There is online and virtual medical training in virtual environments, flight training, role playing, cross-continent online meetings, Internet conferences, even psychological treatment of phobias using virtual worlds, and more.
In fact, online personas and hearsay can affect your real professional life, according to the stories of real people in New York Times article "When Online Hearsay Intrudes on Real Life."
Brock N. Meeks, a journalist in Washington, believes that his activities in the virtual world sometimes held him back in his real-world job searches.
The online persona established him as a dogged, sharp commentator. But more than once, he said, when he applied for jobs at national newspapers, editors who knew of his online work were wary. He said an editor at The Washington Post told him, "I expected an angry old guy."
We are growing more and more accustomed to using the online world to work and function within the real world. Using emails or instant messages to communicate is as likely, if not more so, than using the telephone. Using video conferencing is more likely than traveling to meet face-to-face. As the power and realistic elements of online life grow, the line between cyber and real is getting fuzzier. Most people are unable to segment themselves so fully as to completely distance and disassociate themselves from cyber life, as is evidenced by the real grief of the online players of the warcraft game who lost not some avatar on a screen, but someone who felt like a real friend.
Other players can say it's not real, but clearly...it is.
And I'm not even sure that complete disassociation from online experience should be a goal.
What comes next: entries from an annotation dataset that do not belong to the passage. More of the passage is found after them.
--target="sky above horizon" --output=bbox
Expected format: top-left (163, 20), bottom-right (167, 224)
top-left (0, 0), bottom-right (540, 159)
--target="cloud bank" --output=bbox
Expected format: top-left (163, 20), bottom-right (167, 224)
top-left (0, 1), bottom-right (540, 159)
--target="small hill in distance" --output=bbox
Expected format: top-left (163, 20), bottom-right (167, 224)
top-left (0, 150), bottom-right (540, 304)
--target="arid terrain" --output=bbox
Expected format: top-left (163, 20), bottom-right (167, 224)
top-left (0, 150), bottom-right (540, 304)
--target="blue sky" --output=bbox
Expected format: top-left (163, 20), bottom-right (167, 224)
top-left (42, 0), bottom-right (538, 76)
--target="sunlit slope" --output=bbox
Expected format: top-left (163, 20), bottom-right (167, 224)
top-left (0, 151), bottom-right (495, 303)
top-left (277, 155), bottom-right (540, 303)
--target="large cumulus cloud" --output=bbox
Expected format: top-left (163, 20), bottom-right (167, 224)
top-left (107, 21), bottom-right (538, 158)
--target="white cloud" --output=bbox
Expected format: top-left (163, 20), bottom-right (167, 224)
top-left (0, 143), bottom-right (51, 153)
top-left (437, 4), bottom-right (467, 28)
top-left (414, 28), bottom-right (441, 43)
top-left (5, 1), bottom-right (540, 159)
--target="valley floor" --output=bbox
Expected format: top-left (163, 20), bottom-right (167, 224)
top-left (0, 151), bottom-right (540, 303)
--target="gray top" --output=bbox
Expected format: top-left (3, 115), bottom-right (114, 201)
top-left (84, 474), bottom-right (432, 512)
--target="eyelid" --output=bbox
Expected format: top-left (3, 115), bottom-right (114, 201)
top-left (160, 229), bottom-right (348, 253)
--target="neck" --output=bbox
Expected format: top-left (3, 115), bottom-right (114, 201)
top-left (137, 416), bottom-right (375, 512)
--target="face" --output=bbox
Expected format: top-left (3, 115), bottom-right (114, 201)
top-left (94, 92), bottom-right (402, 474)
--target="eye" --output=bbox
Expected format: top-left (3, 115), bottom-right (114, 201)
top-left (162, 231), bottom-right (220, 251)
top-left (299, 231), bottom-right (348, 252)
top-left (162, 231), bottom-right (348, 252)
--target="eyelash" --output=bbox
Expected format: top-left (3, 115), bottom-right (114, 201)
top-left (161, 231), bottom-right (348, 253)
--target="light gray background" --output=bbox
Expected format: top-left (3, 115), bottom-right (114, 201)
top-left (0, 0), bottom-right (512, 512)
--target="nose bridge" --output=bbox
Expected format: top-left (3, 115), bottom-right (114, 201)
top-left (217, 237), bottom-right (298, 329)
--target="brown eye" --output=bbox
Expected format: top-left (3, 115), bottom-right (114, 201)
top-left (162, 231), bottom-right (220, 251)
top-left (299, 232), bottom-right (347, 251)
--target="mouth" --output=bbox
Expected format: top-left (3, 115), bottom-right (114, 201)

If the emotion is real, then the benefits gained from the online interaction can be real too.
Perhaps we need to alter our vocabulary and eliminate the word real when discussing life. Perhaps we should consider calling it cyber and corporeal life and acknowledge that both are all too real. Therefore, we must be careful where we put ourselves online, and consider our actions even more carefully. They do reflect our real life, and can affect it too.